TEPCO looks to become nationalized to gain taxpayer funds as expenses balloon
mdn.mainichi.jp3 nabbed over fake contract for nuclear repair work in Fukui
mdn.mainichi.jpby lillymunster 1/13/2012 3:37:56 PM

@Shadow take care. @Pedro Jesus I don't know who they serve. But there is no doubt that foreigners are targeted by the police, as are the poor.
by bo 1/13/2012 3:42:52 PM

@lilly you posted a story yesterday about an LAPD officer assaulting a special needs woman on a bus. Look at how the BART police just executed Oscar Grant. The police are capable of a great deal of corruption and criminality.
by bo 1/13/2012 3:44:50 PM

@Pedro Jesus they target Filipinos, Chinese and Koreans, the traditional socially marginalized groups here. They stop (non-white) foreigners on the street and ask for proof of legal status.
Is there somewhere that the police don't target foreigners and the poor?
by bo 1/13/2012 3:46:31 PM

And on that cheery note, it is tatami time for me. See you all tomorrow, when I will also be streaming the Yokohama conference all day. Cheers.
by bo 1/13/2012 3:49:05 PM

The glimmer of hope in the police being involved in the worker death is that someone from the labor ministry was seriously mad at TEPCO after a previous worker death.
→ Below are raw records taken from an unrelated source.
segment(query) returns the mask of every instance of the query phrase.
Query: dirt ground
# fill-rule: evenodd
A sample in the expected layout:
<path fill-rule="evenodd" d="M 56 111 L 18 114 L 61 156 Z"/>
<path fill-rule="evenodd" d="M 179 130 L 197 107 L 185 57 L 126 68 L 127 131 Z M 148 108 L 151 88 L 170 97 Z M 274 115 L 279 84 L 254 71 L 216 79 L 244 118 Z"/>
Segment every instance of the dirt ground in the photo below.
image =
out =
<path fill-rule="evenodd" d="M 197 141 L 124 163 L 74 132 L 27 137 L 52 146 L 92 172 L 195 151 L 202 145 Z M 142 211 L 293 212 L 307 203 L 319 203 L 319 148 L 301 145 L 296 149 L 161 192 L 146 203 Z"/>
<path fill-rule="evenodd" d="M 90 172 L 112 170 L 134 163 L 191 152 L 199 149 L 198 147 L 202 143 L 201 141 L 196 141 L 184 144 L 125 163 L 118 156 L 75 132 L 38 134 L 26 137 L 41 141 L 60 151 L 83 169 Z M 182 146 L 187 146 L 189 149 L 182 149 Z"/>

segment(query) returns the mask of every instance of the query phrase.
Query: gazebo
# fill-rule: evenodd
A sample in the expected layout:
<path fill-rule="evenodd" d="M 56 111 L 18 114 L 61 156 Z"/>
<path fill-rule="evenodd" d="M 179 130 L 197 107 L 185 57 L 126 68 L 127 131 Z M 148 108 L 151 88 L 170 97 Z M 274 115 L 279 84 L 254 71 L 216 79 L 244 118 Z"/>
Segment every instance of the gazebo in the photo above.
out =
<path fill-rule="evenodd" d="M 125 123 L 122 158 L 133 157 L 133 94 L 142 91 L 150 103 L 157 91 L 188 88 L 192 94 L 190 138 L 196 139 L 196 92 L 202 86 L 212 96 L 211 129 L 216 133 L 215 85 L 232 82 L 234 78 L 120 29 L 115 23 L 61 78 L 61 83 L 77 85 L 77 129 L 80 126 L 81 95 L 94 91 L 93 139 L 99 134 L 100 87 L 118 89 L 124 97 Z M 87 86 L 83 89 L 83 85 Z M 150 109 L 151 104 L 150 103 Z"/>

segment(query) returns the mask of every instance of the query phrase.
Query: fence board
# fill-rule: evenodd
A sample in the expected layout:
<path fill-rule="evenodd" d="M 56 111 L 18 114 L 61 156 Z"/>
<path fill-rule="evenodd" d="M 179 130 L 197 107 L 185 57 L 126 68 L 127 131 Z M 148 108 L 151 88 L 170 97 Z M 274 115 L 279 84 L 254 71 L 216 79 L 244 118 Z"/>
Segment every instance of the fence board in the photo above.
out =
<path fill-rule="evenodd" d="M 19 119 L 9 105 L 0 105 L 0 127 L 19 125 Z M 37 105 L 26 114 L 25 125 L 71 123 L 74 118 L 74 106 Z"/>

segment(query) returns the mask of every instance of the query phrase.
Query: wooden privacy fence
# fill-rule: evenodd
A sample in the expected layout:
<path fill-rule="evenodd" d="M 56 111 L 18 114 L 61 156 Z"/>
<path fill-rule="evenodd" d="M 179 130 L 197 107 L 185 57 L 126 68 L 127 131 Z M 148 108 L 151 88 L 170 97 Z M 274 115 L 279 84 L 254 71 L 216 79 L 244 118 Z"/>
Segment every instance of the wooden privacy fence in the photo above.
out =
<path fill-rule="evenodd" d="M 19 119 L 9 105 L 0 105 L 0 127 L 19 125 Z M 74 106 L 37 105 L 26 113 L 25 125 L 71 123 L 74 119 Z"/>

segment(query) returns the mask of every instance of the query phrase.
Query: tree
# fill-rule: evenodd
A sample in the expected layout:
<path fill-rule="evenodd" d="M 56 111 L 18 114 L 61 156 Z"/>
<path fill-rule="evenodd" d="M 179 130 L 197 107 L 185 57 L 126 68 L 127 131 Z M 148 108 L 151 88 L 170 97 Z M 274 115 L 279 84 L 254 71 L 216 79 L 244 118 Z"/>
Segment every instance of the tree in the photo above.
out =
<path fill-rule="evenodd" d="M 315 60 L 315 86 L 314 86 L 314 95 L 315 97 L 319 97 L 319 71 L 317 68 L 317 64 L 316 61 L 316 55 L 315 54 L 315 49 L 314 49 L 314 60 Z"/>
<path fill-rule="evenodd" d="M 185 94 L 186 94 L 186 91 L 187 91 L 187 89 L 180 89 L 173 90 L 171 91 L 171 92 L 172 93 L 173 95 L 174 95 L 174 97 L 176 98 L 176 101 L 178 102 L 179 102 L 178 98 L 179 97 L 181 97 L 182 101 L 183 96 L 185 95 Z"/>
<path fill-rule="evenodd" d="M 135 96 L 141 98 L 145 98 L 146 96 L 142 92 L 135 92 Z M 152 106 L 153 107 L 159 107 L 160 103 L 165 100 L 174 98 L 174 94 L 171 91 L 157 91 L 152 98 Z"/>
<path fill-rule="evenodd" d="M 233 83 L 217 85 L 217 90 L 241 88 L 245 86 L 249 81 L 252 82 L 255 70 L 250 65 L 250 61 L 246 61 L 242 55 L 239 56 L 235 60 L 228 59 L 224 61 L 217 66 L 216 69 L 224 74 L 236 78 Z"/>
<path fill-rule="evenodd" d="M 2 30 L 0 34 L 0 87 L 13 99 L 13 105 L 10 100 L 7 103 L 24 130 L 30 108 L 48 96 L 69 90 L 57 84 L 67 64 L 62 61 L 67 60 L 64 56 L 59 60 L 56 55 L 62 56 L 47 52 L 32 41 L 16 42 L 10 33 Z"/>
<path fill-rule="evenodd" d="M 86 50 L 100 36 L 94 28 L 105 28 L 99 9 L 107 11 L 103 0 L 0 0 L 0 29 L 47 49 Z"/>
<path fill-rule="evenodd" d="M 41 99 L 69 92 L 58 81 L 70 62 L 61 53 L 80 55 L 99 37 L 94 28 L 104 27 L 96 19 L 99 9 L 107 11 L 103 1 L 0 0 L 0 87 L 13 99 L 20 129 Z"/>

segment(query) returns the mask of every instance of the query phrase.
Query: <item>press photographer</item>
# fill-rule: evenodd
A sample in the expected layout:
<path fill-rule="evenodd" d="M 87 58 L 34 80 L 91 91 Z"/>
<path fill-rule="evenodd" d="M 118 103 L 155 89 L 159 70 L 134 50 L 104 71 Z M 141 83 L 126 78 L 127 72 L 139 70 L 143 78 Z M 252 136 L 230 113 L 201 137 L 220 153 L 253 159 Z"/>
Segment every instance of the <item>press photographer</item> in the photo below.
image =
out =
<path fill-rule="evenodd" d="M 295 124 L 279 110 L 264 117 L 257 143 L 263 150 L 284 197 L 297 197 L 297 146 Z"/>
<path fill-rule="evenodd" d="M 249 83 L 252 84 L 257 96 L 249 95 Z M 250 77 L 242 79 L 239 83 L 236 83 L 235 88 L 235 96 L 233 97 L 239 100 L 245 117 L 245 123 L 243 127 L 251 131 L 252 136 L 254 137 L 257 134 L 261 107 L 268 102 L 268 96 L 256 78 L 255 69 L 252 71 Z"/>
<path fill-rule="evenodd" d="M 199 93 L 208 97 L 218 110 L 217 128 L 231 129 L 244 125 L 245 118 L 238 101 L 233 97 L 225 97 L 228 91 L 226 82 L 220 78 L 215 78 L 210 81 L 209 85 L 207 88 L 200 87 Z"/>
They were quite irate at a joint press conference as to why they and law enforcement were not being informed about the previous deaths until after it was publicly announced, and too late to do anything.
There are at least some in the government layers that see what is going on stinks and isn't following established process. I just hope that the results of the autopsy are made public at some point.